Все трое рассмеялись, и Лаура сказала:
— А это значит: «никогда»! Разве можно переделать все дела?
— Конечно, нет — за какие-то семьдесят лет! Смешно! Если бы я мог прожить лет семьсот, я бы первые сто лет только думал — у меня никогда не хватало времени подумать как следует. А потом уже поступал бы исключительно разумно, а не спешил и не метался бы, не попадал бы каждый раз впросак.
— И чем бы ты тогда занялся? — спросила Пьера.
— Ну, например, сто лет я бы целиком пожертвовал на путешествия; объехал бы всю Европу, обе Америки, Китай…
— А я бы уехала туда, где ни одна живая душа меня не знает! — прервала его Лаура. — И для этого совсем не обязательно забираться так далеко — вполне сойдет даже Валь Альтесма. Да, мне бы хотелось пожить среди чужих людей. И попутешествовать я бы, конечно, тоже хотела — увидеть Париж, вулканы Исландии…
— А я бы хотела остаться здесь, — сказала Пьера. — Я бы скупила все земли вокруг озера, кроме ваших, и заставила бы всех неприятных людей отсюда уехать. И у меня была бы большая семья. Человек пятнадцать детей. И каждый год тридцать первого июля они бы съезжались домой отовсюду, где бы ни были, и мы бы устраивали на берегу озера потрясающий праздник, катались бы на лодках…
— А я привез бы для этого праздника из Китая разные хлопушки и фейерверки.
— А я бы привезла из Исландии вулканы, — подхватила Лаура, и снова все засмеялись.
— А что бы вы сделали, если б могли загадать три желания? — спросила Пьера.
— Пожелала бы еще триста желаний, — сказала Лаура.
— Это нельзя. Всегда бывает только три желания.
— Ну, тогда не знаю. А ты бы что пожелал, Итале?
— Нос покороче, — мрачно ответствовал он, немного подумав. — Чтобы люди на него внимания не обращали. И еще — присутствовать на коронации Матиаса Совенскара.
— Это два. А третье желание?
— Да мне и двух хватит, — усмехнулся Итале. — А третье я бы отдал Пьере, ей бы, по-моему, оно больше пригодилось.
— Нет, трех мне вполне достаточно, — возразила Пьера, но сказать, каковы же эти ее три желания, не захотела.
— Ладно, — кивнула Лаура, — тогда я забираю твое третье желание, Итале, и хочу, чтобы все мы и правда прожили по семьсот лет!
— И каждое лето возвращались домой — на праздники, которые будет устраивать Пьера, — прибавил Итале.
— Что они там болтают? Ты что-нибудь понимаешь, Пернета? — спросила Элеонора, прислушавшись к их разговору.
— Да я и не слушала, Леле, — отозвалась ее невестка. У Пернеты был очень красивый голос — глубокое контральто. — Как всегда, несут всякую бессмыслицу.
— Во всяком случае, это не большая бессмыслица, чем обсуждать, чья там свекровь приходится кому-то сводной сестрой или троюродной бабушкой! — тут же ощетинилась Лаура.
— Да уж! — поддержал ее брат.
— Кстати, девочки, мы ведь так и не решили, какое платье сшить Пьере для бала у Сорентаев! — поспешила сменить тему Элеонора. — Когда состоится бал? Двадцатого?

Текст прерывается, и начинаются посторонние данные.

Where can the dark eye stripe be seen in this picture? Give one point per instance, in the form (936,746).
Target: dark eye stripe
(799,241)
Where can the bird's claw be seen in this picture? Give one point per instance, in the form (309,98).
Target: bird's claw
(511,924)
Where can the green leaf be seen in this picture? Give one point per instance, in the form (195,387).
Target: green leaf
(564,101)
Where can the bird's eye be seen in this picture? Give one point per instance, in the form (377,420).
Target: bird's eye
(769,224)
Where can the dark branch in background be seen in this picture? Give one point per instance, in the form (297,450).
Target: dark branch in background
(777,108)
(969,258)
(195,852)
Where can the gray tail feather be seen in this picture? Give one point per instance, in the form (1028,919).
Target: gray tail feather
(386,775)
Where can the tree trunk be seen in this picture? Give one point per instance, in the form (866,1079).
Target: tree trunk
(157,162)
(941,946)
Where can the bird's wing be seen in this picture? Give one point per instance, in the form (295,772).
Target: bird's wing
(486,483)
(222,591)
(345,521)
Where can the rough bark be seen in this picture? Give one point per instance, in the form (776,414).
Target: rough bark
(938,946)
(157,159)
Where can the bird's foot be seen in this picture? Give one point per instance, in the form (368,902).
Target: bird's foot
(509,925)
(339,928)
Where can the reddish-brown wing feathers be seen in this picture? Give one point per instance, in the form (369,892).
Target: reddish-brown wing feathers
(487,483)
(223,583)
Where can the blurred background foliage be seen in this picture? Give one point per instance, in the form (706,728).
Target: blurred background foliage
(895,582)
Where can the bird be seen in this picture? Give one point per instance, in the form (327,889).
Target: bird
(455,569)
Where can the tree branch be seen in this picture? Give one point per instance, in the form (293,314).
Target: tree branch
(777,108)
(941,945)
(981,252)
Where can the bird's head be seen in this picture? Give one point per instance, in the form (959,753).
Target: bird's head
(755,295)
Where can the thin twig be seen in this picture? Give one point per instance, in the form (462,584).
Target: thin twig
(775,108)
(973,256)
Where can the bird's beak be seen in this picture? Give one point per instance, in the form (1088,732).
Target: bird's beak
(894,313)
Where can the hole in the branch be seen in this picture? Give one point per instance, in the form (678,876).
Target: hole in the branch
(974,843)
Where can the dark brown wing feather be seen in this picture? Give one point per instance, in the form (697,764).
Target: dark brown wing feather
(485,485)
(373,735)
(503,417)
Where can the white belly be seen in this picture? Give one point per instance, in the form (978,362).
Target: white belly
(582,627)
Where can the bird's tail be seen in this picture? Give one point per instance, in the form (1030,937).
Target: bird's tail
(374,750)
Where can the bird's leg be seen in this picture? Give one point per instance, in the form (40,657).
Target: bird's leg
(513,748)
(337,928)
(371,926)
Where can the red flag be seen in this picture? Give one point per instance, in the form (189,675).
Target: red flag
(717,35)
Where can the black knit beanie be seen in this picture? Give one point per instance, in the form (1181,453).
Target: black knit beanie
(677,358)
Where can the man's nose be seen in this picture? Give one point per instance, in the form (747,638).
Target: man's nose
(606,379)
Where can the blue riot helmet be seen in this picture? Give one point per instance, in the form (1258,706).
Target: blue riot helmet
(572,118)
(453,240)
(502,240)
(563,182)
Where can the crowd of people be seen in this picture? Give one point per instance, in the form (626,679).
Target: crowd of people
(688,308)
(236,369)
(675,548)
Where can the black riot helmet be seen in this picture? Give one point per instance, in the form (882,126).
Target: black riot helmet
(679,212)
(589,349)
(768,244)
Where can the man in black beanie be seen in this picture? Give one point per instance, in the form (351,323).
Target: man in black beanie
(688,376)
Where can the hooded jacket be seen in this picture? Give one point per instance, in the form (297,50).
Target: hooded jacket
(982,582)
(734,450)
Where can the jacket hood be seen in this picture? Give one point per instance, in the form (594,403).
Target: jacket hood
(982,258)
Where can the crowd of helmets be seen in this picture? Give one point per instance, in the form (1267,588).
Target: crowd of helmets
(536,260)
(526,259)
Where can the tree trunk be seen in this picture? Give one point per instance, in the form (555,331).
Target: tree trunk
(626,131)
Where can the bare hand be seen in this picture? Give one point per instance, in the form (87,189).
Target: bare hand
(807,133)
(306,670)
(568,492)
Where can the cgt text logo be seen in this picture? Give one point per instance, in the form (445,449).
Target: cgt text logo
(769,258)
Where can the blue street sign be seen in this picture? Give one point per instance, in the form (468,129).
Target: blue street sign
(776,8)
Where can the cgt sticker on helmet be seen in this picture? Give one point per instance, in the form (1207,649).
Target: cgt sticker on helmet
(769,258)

— Двадцать второго, — ответили девушки хором и с энтузиазмом принялись рассуждать о тафте, органзе и швейцарском муслине, о шарфах, накидках и прическах «по-гречески»…
— Тебе очень пойдет белый муслин с крохотными зелененькими мушками и с летящим шарфом — я тебе покажу, у Пернеты в журнале есть такая картинка…

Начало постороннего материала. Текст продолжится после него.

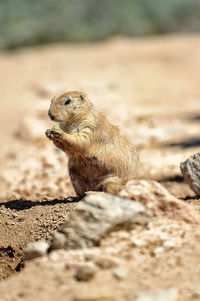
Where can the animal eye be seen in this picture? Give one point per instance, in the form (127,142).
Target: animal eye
(67,101)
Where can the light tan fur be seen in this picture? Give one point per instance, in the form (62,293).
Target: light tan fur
(100,157)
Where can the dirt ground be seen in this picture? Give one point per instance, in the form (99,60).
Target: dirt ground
(150,88)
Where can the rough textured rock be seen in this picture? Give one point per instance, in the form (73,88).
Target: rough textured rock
(106,262)
(35,249)
(157,199)
(120,273)
(191,172)
(86,272)
(165,294)
(96,215)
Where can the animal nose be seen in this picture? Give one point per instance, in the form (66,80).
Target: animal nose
(51,115)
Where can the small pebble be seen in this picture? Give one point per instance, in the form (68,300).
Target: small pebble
(35,249)
(86,272)
(106,262)
(89,256)
(120,273)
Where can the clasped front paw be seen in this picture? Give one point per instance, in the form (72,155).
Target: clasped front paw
(53,134)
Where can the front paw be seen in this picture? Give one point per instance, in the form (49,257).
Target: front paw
(53,134)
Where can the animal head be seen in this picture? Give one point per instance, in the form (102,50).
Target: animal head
(68,105)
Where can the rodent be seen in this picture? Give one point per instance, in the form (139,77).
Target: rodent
(101,158)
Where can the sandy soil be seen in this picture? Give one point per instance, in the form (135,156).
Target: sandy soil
(150,88)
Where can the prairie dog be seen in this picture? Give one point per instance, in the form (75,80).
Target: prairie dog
(100,157)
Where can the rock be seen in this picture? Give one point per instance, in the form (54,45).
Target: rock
(106,262)
(35,249)
(191,172)
(59,241)
(165,294)
(95,216)
(86,272)
(120,273)
(157,199)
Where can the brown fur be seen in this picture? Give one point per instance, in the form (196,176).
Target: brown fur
(100,157)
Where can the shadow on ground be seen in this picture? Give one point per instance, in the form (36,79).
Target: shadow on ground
(26,204)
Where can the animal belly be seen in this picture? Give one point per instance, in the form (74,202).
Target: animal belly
(85,174)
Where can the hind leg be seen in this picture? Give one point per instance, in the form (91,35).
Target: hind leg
(111,185)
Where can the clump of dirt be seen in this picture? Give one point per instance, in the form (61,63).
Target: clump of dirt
(156,102)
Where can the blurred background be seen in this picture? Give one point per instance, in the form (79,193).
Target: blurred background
(25,22)
(139,63)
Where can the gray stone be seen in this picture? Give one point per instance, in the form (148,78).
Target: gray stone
(95,216)
(191,172)
(120,273)
(35,249)
(86,272)
(165,294)
(157,199)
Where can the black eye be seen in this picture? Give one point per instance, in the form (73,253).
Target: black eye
(67,101)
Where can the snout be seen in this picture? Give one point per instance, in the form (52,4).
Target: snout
(51,115)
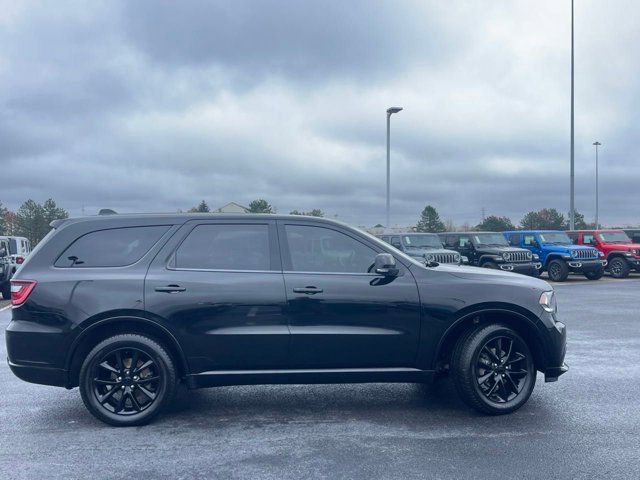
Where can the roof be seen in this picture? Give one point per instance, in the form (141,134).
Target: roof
(176,218)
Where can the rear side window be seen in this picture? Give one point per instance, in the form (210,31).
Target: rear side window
(225,247)
(116,247)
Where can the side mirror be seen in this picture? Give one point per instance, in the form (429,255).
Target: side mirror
(385,264)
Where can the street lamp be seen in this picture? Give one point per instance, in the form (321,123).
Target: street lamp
(390,111)
(597,144)
(572,213)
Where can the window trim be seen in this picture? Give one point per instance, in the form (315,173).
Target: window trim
(287,264)
(170,230)
(274,255)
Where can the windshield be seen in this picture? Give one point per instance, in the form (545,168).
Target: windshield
(614,237)
(421,241)
(555,238)
(489,239)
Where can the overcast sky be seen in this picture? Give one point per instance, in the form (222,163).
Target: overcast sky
(155,105)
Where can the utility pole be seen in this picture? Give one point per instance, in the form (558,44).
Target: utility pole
(572,213)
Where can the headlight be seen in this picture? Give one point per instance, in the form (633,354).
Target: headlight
(548,301)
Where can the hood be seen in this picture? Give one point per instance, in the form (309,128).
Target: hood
(566,248)
(491,275)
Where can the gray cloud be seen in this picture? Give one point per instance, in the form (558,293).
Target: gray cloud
(152,106)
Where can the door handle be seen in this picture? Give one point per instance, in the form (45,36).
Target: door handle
(170,289)
(307,290)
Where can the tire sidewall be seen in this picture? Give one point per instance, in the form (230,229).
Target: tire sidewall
(149,347)
(469,356)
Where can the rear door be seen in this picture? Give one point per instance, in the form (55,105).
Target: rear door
(340,314)
(219,285)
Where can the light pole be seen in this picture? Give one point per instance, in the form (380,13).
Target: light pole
(572,215)
(597,144)
(390,111)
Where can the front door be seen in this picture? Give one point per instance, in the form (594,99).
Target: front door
(340,314)
(219,286)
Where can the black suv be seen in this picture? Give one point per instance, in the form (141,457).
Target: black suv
(126,307)
(491,250)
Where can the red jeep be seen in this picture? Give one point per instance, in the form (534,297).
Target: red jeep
(621,253)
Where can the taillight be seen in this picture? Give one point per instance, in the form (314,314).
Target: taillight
(20,290)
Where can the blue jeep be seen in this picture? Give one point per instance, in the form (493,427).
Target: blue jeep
(558,254)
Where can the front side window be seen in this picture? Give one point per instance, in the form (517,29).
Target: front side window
(225,247)
(555,238)
(115,247)
(319,249)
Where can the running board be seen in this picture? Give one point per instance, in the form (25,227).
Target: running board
(219,378)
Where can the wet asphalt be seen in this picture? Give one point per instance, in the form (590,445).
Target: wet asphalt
(586,425)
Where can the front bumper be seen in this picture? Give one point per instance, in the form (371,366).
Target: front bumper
(581,266)
(556,350)
(525,268)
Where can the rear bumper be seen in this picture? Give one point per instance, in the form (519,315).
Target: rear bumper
(39,374)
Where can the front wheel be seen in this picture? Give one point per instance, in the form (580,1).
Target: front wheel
(619,268)
(127,380)
(493,369)
(594,275)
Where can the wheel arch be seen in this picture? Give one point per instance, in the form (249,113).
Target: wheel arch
(519,321)
(115,325)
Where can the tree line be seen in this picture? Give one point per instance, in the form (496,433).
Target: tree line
(31,220)
(543,219)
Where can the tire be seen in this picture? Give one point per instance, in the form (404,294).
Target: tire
(486,384)
(114,394)
(619,268)
(594,275)
(557,270)
(6,291)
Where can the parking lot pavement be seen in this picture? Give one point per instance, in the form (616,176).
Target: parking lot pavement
(587,425)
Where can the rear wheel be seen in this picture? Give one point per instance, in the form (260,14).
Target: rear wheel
(619,268)
(493,369)
(127,380)
(558,271)
(595,274)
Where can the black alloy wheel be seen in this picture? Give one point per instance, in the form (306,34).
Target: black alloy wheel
(501,369)
(493,369)
(127,380)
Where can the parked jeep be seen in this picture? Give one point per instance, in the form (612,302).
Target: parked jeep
(621,253)
(426,247)
(558,255)
(491,250)
(5,269)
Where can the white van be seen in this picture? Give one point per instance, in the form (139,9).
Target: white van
(19,250)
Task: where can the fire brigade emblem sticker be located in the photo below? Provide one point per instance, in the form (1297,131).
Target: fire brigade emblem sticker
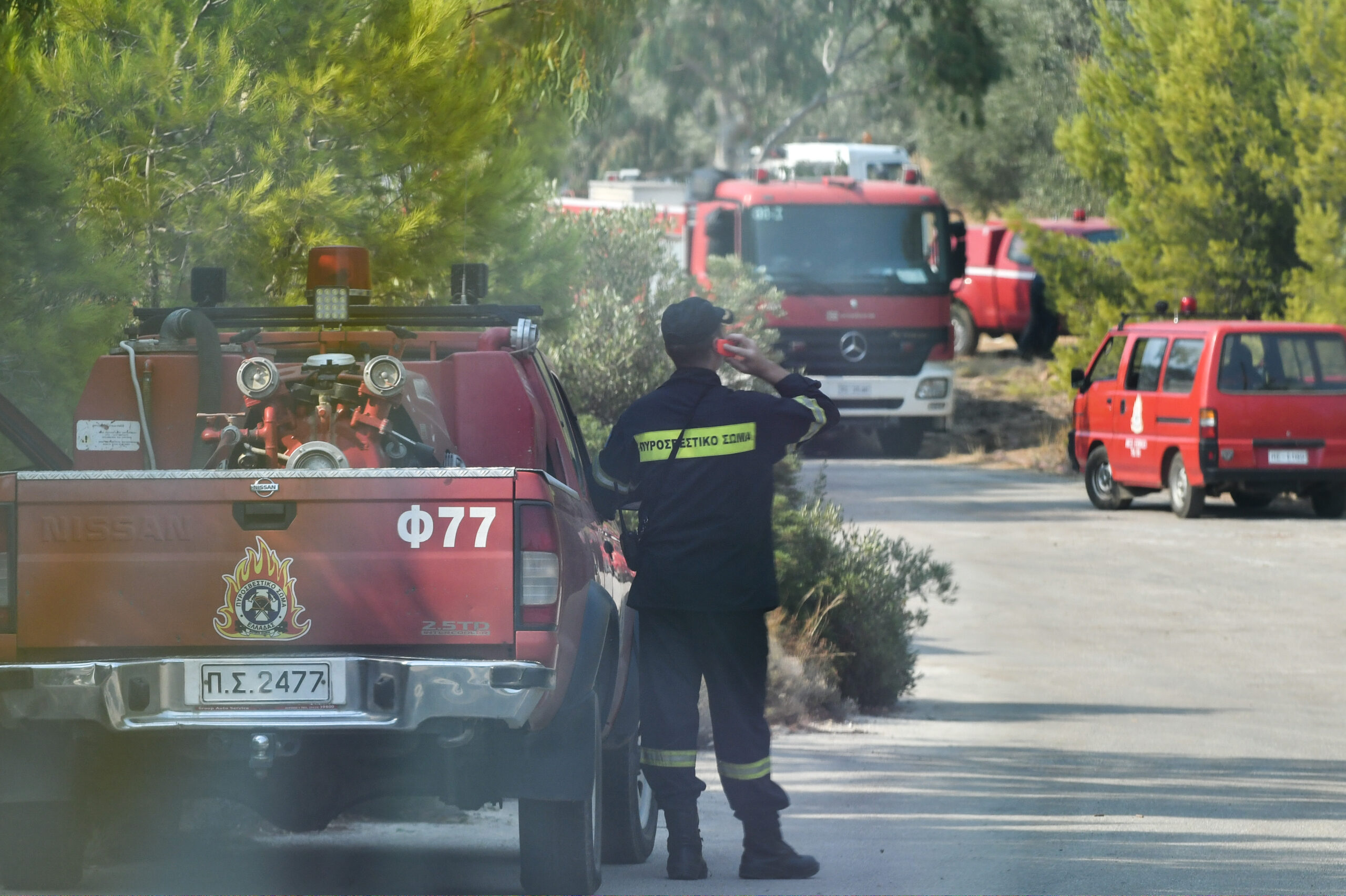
(260,599)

— Но, мама! Это же допотопный журнал! Мода трехлетней давности! — возразила Лаура.
— Дорогая моя! Если б даже мы, у себя в горах, одевались по самой последней моде, кому какое до этого, дело? — без малейшей горечи заметила Элеонора. Она когда-то считалась одной из самых красивых девушек Солария и пользовалась большим успехом, однако, выйдя замуж за Гвиде Сорде, без оглядки «оставила все это там, внизу». — По-моему, летящий шарф во время танца — это просто прелестно! А тебе, Пьера, эта идея нравится?

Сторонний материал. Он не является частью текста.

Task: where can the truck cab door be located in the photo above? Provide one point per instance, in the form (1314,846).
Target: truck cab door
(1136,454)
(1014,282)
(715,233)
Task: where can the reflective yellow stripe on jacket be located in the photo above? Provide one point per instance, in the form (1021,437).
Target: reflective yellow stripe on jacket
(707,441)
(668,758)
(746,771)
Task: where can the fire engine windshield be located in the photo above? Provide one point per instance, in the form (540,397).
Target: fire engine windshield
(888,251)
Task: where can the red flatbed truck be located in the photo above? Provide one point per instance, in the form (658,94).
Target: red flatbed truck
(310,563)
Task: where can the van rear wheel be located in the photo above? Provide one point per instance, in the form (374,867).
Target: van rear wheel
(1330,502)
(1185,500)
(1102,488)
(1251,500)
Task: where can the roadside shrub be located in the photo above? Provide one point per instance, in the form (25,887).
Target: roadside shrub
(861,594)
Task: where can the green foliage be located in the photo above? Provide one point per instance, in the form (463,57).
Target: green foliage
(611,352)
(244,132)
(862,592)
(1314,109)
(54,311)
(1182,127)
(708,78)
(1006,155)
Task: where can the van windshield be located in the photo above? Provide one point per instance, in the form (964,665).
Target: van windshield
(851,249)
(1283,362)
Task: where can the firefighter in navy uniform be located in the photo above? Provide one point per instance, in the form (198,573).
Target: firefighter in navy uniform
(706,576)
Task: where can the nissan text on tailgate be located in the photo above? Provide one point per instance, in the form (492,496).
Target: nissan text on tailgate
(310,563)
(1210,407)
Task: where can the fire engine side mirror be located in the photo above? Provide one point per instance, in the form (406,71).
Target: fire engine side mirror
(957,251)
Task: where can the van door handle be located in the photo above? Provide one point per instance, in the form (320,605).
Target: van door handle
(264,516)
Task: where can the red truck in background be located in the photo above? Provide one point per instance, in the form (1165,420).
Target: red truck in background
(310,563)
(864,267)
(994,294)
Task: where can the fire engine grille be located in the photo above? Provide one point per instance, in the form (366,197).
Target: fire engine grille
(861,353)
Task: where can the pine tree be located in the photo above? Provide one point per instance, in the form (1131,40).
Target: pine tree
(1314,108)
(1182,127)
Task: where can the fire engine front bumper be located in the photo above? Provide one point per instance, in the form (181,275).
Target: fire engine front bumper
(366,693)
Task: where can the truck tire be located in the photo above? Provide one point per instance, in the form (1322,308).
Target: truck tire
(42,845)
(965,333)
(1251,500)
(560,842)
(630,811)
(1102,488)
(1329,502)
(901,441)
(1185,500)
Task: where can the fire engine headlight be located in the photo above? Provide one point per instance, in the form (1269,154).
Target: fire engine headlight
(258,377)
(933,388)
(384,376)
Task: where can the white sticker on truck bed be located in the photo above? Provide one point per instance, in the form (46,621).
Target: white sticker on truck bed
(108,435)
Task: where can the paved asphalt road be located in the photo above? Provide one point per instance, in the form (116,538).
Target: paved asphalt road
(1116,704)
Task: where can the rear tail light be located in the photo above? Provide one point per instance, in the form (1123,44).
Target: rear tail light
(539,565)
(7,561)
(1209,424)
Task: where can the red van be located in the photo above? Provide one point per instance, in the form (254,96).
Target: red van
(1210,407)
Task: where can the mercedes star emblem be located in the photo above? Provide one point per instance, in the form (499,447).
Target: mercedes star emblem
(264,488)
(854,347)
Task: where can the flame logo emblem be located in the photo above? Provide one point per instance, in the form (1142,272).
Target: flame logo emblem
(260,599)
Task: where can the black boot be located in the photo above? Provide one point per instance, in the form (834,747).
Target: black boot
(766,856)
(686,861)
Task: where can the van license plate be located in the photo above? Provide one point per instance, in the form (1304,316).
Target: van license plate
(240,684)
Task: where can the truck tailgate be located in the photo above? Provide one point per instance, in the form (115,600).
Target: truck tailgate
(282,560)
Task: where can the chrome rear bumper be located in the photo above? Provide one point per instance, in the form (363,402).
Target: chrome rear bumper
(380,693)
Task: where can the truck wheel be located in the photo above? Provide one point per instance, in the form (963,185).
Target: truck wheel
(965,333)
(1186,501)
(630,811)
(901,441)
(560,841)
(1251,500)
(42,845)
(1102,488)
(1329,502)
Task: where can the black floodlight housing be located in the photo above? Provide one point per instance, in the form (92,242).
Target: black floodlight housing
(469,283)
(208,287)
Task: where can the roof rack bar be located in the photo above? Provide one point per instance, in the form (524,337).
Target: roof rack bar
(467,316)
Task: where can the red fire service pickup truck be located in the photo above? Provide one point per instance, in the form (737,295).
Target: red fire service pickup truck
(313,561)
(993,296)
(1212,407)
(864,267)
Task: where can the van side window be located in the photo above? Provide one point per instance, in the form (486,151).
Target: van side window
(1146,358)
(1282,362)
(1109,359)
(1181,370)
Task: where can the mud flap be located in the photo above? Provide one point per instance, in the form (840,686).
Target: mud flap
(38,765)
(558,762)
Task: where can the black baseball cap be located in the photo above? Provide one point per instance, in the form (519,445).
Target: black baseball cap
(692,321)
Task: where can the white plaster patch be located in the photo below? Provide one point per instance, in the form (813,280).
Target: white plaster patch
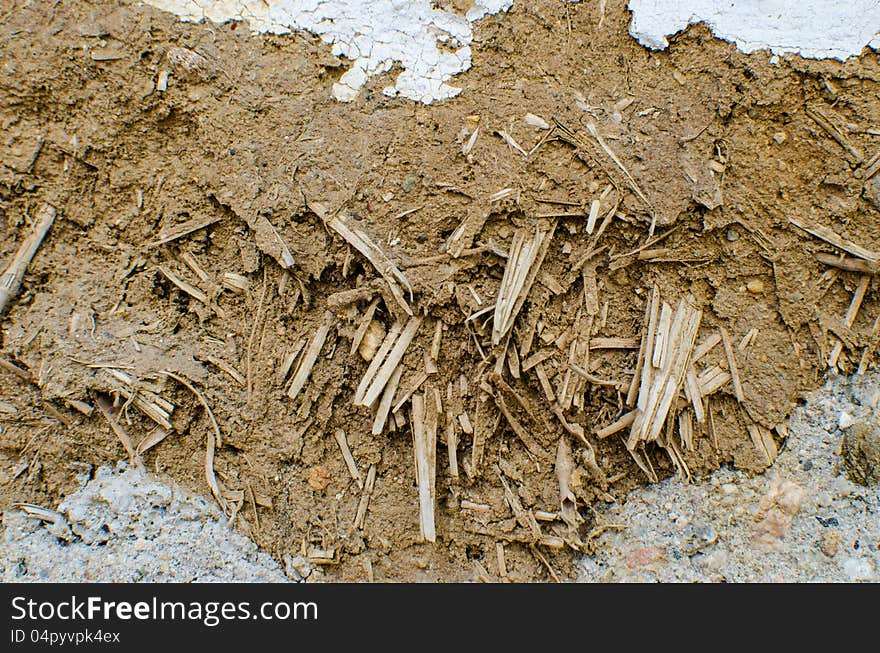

Мать Пьеры умерла четырнадцать лет назад во время эпидемии холеры, унесшей также и младшую дочку Сорде, тогда еще совсем крошку. В доме графа Орланта хватало слуг, нянек, всяких двоюродных бабушек и прочих родственниц, однако Элеонора сразу же взяла заботу о двухлетней Пьере в свои руки — взяла так решительно, словно имела на это все права. Граф Орлант, горюя о жене и тревожась за малышку, был Элеоноре чрезвычайно благодарен и вскоре уже не осмеливался что-либо решать относительно собственной дочери, не посоветовавшись с Элеонорой, а она в свою очередь никогда не пыталась претендовать в глазах девочки на роль единственной и любимой матери. Они с Пьерой и без того любили друг друга легко и весело, и отношения их были куда более дружескими, чем у многих матерей с их дочерьми.